Les analyses définitives du week-end

- Il faut jouer le dimanche après-midi. Regarder un match du samedi soir ressemble souvent à un sacerdoce. Les équipes qui jouent sont celles qui jouent le plus mal, la nuit tombe avec ses airs de déprime, les tribunes sonnent creux, les commentateurs sont les plus tristes. La lose a trouvé son horaire. Programmée à 17h le dimanche, cette 34e journée a en revanche offert à la Ligue 1 sa meilleure publicité. Des matchs aux allures de sieste qui se terminent avec une petite dizaine de buts, des triplés, du soleil, des frappes lointaines, des sourires, des retournements de situation, du frisson, des têtes baissées. Du football, en somme.

- On a retrouvé le jeu à la nantaise. Contre une équipe valenciennoise sinistre, le FCNA a planté six pions et un sixième de ses buts de la saison. Des buts ? Quels buts ? Une jolie reprise de volée du maladroit Johan Audel, deux frappes de mule de Serge Gakpé le tripoteur, deux buts de Banel Nicolita et Alejandro Bedoya et un but contre son camp de Carl Medjani ont permis aux Canaris de fesser les hommes d'Ariel Jacobs pâlots.
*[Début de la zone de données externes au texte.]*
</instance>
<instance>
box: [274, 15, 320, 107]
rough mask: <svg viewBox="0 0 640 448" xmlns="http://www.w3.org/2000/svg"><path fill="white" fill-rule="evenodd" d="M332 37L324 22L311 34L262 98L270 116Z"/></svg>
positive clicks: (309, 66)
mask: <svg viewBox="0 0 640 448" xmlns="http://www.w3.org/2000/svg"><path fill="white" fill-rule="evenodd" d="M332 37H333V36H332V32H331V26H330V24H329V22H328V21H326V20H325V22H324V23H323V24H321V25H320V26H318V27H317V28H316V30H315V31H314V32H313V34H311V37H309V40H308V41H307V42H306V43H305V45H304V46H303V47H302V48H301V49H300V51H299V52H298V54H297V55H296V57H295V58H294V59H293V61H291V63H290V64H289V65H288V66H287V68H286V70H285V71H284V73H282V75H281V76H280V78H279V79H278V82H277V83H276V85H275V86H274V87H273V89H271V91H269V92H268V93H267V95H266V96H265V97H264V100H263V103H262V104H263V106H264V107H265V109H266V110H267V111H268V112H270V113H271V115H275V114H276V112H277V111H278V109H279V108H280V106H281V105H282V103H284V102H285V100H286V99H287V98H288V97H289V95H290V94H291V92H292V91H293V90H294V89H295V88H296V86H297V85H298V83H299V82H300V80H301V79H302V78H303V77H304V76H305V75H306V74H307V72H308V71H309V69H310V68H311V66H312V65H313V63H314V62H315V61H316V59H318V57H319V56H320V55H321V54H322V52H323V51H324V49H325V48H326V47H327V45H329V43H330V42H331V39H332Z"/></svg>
Cela ne fait plus aucun doute, le jeu canari est en passe de retrouver ses lettres de noblesse.

La polémique de la machine à café : l'ASSE a peur de son destin et d'elle-même

En concédant le match nul contre Rennes vendredi, les Stéphanois ont signé leur troisième match consécutif sans victoire et confirmé une tendance : ils n'aiment pas les fins de saison. C'est en effet la quatrième année d'affilée que les Verts piquent du nez quand le jeu devient intéressant et que la Ligue des champions se profile. Avec toujours cette drôle d'impression donnée de ne pas y croire ou de ne pas le vouloir. La raison évoquée est d'ailleurs souvent bonne. Hier, c'était le relâchement post Lyon-Sainté d'il y a deux semaines... Mais se chercher des excuses, c'est déjà abdiquer.

Le top 5

- Cheikh Diabaté marque en taclant, du bout du pied, de la tête. Cheikh Diabaté a claqué un hat trick en 25 minutes. « Je suis Cheikh Diabaté, qui aime le foot et qui prend du plaisir. »
- Alexy Bosetti, en virage avec ses copains.
- Vincent Aboubakar a doublé Edinson Cavani au classement des buteurs avec 16 réalisations.
- Gaëtan Charbonnier, en grosse difficulté.
- Diego Rolan a marqué en Ligue 1. Sur pénalty.

Le geste

Ce dimanche vers 14h05, Dimitar Berbatov a insulté la Ligue 1 pour la première fois. Un lob méprisant exécuté à deux à l'heure et un sourire juvénile auront suffi à rappeler que Dimitar Berbatov ne meurt jamais, il se repose.


Ils ont dit

« J'aimerais pas être à leur place. » Rémy Riou, faussement compatissant après VA-FCNA.
« J'y vois un signe du destin. » Hervé Renard, mesuré.
« Le but de Berbatov ? C'est du caviar. Je pense qu'il a fait exprès. » Évidemment qu'il l'a fait exprès, Claudio.

Le tweet

Étienne Didot a mis fin au Didot Gate.



La stat

Quatorze cartons rouges pour le MHSC cette saison. Cela n'était pas arrivé depuis quinze ans. Rolland Courbis existe encore.